The only thing Bobby Dealy could offer me that morning was the arrest of a demented old guy who had been attacking children with syringes, which admittedly was a good story—especially because the man was a defrocked Catholic priest—but the victims were spread all over the city, which meant a lot of legwork, and I was due to spend the afternoon in the Malaysian bank. So I passed on that one and the paper put a young Puerto Rican woman on it who was going to be as good as anybody in about three years. I didn't mind; I had the retired Coney Island nail-pounder story set for the next
day, and I wanted to talk to the guys at the demolition company that handled the job at 537 East Eleventh. The firm, as I remembered from the file Caroline had shown me, was called Jack-E Demolition Co., and I found it way out in Queens, not far from Shea Stadium, on one of those avenues where the sidewalks are gone and the trees are cut off halfway up, where smashed cars and disemboweled trucks are everywhere and guys in jumpsuits with axle grease on their hands drive eighty-thousand-dollar BMWs and big dogs sleep in little sheds with a pile of chain in the dirt out front and the NO PARKING signs note that THIS ABSOLUTELY MEANS YOU. Jack-E Demolition Co. was a dirt lot filled with cranes and yellow bulldozers pocked with rust and, in the back, a trailer that served as the office. A lot of these places do some kind of illegal business—stolen cars, often—and I was wondering how pleased the management would be to answer my questions, but McGuire, the foreman, a man in his fifties with a dried trickle of tobacco juice on his chin, laughed as soon as I introduced myself.
“You're fucking shitting me! Porter Wren, right here? I read every column!” He pumped my hand, and I hoped I would get it back. “Here, here! Sit down.” He rummaged through the mess on his desk and came up with a newspaper from the previous week: MOM BURNED WEDDING DRESS. “About the lady whose daughter got shot? And the wedding dress?

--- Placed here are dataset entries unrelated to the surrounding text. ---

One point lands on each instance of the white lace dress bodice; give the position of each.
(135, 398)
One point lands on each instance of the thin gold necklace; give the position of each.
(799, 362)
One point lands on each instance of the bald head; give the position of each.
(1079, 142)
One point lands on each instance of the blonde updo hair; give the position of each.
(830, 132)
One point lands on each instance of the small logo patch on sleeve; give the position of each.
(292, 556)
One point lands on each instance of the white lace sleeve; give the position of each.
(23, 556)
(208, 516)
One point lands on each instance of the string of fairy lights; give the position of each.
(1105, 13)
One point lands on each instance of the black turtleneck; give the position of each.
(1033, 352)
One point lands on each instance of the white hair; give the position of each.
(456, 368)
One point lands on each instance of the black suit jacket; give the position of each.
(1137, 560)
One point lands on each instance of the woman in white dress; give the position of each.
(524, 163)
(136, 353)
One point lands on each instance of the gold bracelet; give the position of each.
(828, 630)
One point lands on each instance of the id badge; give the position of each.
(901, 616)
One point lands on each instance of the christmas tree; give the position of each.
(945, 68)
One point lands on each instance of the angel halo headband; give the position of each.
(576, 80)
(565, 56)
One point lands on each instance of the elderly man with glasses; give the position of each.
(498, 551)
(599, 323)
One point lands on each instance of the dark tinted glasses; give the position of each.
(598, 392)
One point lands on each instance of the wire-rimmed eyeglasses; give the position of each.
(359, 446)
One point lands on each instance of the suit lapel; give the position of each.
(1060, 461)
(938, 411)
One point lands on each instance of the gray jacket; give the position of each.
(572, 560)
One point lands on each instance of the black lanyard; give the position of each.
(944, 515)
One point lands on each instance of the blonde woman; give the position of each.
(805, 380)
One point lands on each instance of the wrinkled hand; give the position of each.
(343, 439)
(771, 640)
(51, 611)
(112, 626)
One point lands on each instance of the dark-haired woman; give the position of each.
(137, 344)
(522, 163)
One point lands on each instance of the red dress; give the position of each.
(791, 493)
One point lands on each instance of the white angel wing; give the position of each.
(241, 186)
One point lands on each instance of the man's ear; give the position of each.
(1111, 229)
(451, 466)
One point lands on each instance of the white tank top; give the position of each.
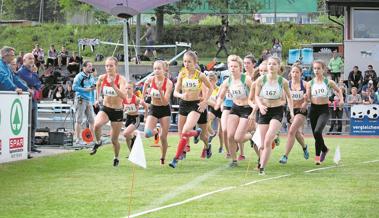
(319, 90)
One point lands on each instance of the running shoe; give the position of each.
(233, 164)
(196, 138)
(323, 155)
(203, 153)
(317, 160)
(115, 162)
(95, 147)
(283, 159)
(156, 136)
(173, 163)
(241, 157)
(306, 152)
(209, 151)
(220, 150)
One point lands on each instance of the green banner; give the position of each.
(247, 7)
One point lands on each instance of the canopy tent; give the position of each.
(126, 9)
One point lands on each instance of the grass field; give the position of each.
(79, 185)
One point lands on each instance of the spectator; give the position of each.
(354, 97)
(58, 94)
(84, 85)
(28, 72)
(39, 56)
(355, 78)
(370, 74)
(74, 64)
(52, 59)
(368, 87)
(70, 93)
(335, 66)
(276, 50)
(369, 97)
(149, 35)
(63, 56)
(8, 82)
(19, 59)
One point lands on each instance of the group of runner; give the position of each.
(250, 101)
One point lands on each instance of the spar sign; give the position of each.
(14, 121)
(364, 120)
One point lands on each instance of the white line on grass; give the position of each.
(322, 168)
(262, 180)
(182, 202)
(371, 161)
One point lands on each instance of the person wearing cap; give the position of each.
(335, 66)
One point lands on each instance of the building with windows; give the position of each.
(361, 31)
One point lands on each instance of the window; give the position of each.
(365, 23)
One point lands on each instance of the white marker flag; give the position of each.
(337, 155)
(137, 155)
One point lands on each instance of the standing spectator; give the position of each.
(354, 97)
(74, 64)
(58, 94)
(52, 59)
(8, 82)
(222, 40)
(84, 85)
(355, 78)
(370, 74)
(39, 56)
(276, 49)
(28, 73)
(149, 35)
(70, 93)
(63, 56)
(335, 66)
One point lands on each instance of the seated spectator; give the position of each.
(354, 98)
(74, 64)
(367, 87)
(355, 78)
(370, 74)
(63, 56)
(39, 56)
(52, 59)
(58, 94)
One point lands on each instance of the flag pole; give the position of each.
(131, 189)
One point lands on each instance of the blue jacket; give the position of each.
(81, 82)
(8, 82)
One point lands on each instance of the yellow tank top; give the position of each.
(191, 84)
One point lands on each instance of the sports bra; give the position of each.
(297, 95)
(271, 91)
(154, 93)
(131, 106)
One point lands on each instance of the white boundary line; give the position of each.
(371, 161)
(232, 187)
(323, 168)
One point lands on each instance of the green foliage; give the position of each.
(243, 38)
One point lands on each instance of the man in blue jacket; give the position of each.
(84, 84)
(8, 82)
(27, 73)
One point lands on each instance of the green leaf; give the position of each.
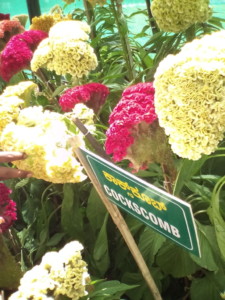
(71, 216)
(174, 260)
(142, 292)
(149, 244)
(96, 210)
(110, 290)
(206, 260)
(208, 287)
(22, 183)
(101, 251)
(188, 169)
(55, 239)
(216, 218)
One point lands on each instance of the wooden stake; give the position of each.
(123, 228)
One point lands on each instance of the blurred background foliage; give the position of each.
(50, 215)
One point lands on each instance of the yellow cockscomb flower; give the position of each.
(59, 273)
(66, 51)
(9, 110)
(49, 146)
(190, 96)
(45, 22)
(178, 15)
(23, 90)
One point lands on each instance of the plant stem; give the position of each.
(167, 183)
(151, 21)
(91, 19)
(123, 32)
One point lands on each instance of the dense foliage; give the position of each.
(178, 147)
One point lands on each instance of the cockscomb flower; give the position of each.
(13, 99)
(45, 22)
(18, 52)
(4, 17)
(7, 208)
(92, 94)
(9, 110)
(189, 101)
(9, 28)
(95, 2)
(59, 273)
(66, 51)
(129, 123)
(23, 90)
(49, 145)
(178, 15)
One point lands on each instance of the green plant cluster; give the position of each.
(51, 215)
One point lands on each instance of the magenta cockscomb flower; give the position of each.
(92, 94)
(4, 17)
(129, 132)
(18, 52)
(7, 208)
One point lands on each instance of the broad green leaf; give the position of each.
(174, 260)
(188, 169)
(110, 290)
(95, 210)
(55, 239)
(10, 272)
(149, 244)
(71, 216)
(141, 292)
(206, 260)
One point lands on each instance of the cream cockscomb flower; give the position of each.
(59, 273)
(178, 15)
(12, 99)
(189, 98)
(66, 51)
(49, 146)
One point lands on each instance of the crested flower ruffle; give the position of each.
(189, 99)
(129, 123)
(66, 51)
(178, 15)
(92, 94)
(18, 52)
(49, 144)
(9, 28)
(7, 208)
(59, 273)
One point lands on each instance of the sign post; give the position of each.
(120, 223)
(163, 212)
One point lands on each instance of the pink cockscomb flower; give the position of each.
(4, 17)
(18, 52)
(7, 208)
(130, 133)
(92, 94)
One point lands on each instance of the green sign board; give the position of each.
(163, 212)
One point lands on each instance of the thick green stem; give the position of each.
(10, 272)
(151, 20)
(89, 11)
(123, 32)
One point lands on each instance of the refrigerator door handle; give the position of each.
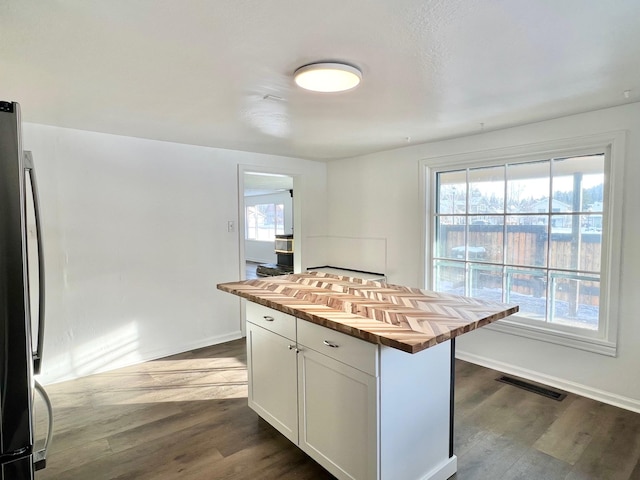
(37, 355)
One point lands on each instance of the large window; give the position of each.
(264, 221)
(535, 230)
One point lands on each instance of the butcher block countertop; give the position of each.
(408, 319)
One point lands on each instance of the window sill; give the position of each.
(566, 339)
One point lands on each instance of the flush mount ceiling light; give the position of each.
(327, 77)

Fucking shitting me!”
I asked if he remembered the job in which Simon Crowley's body had been found.
He nodded vigorously, as if the question was somehow an insult. “How can I forget? My son found him, head like a smashed tomato, poor kid threw up.”

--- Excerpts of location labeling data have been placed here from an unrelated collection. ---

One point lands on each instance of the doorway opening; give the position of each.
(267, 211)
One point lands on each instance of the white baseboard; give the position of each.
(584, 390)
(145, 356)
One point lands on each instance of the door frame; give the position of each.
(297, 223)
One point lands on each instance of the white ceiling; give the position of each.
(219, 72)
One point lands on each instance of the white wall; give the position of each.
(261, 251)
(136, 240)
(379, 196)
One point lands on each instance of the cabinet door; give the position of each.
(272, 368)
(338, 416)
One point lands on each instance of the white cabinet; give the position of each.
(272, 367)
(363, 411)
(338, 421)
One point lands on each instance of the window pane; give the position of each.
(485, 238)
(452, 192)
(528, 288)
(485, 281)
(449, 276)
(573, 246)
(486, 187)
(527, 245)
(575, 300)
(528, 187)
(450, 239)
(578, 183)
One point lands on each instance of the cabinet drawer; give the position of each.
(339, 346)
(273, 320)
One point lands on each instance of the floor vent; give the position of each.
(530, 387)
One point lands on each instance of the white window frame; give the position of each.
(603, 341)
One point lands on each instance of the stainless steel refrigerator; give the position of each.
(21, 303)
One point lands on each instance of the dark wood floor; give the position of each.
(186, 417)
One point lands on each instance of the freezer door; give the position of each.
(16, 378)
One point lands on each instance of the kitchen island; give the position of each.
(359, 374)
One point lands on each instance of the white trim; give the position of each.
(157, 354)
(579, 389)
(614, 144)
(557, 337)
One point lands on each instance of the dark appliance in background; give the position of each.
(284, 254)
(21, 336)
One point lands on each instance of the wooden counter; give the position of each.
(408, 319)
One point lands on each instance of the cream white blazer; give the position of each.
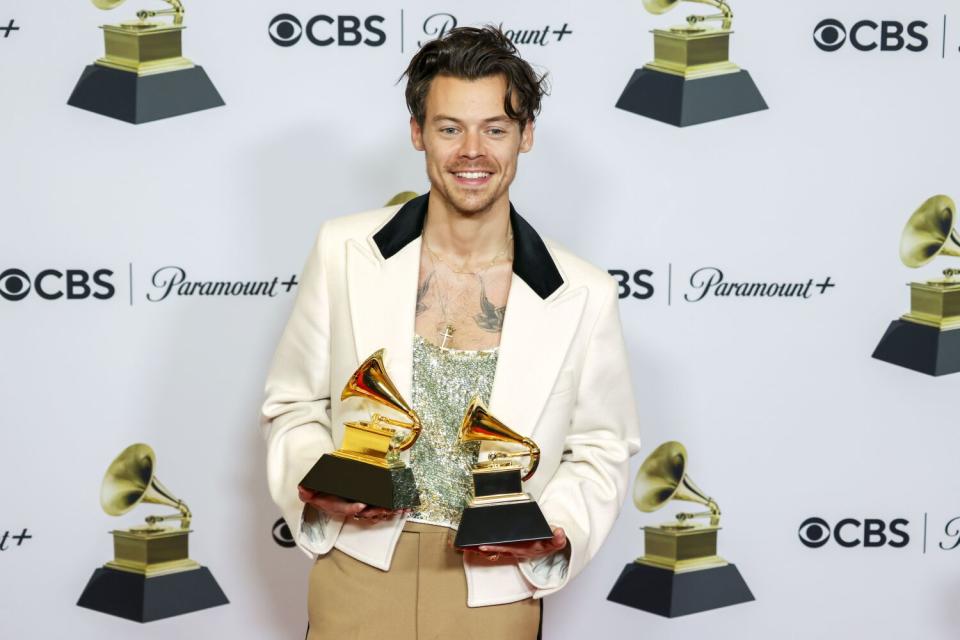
(562, 379)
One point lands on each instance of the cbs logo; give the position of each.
(51, 284)
(867, 35)
(635, 285)
(282, 534)
(850, 532)
(345, 31)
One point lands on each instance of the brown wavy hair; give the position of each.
(472, 53)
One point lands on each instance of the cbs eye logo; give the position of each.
(867, 35)
(286, 30)
(830, 34)
(51, 284)
(282, 535)
(851, 532)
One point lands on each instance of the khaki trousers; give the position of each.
(422, 597)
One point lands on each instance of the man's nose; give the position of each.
(471, 145)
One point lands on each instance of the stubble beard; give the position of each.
(468, 204)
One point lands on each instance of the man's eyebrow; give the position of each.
(501, 118)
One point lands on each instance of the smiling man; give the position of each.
(468, 301)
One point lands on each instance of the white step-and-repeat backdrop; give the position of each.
(785, 414)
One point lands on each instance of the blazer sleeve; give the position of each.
(586, 493)
(295, 417)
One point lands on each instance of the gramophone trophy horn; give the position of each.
(662, 477)
(680, 572)
(143, 75)
(691, 79)
(130, 480)
(926, 339)
(151, 575)
(367, 467)
(930, 232)
(500, 511)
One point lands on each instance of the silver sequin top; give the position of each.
(444, 383)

I asked if he could explain the demolition procedure.
McGuire nodded. “Yeah, here's what we do. Remember, we're covered by all kinds of regulations and shit. We inspect the building. Maybe there's some old blueprints on file somewhere—half the time, nobody has any plans. Maybe if there was, like, a partial rehab or something twenty years ago, but these buildings are mostly the same. We figure out how it's
going to break apart. Sometimes you take it down floor by floor, especially if there's a lot of steel in the building or the space is tight. You just need room for a chute and a truck to get rid of the rubble. Or if it's not that kind of job, then we're probably knocking it down with a ball on a crane and bulldozers. If it's too big, too high, then you have to use specialized procedures like beam cutting, explosives sometimes, that kind of thing. We don't get into that—that's for the big boys. But this building you're talking about was what? Six stories? No, we'd just look it over, you know, take out the detail if there was any left. Ornamentation on the lintels, anything a little out of the ordinary. Sometimes we might take out the fixtures or doors or something, fireplace mantels, anything that can be salvaged and sold off. Sometimes people like to buy the old radiators. Myself, I hate them, make too much noise. The copper we pull out of the rubble. You got to destroy the walls to get the copper. Sometimes we'll hang on to a banister. Maybe a nice arched window, something, you know, no longer code but someone's going to want it. Then we just put the sidewalk shed up.”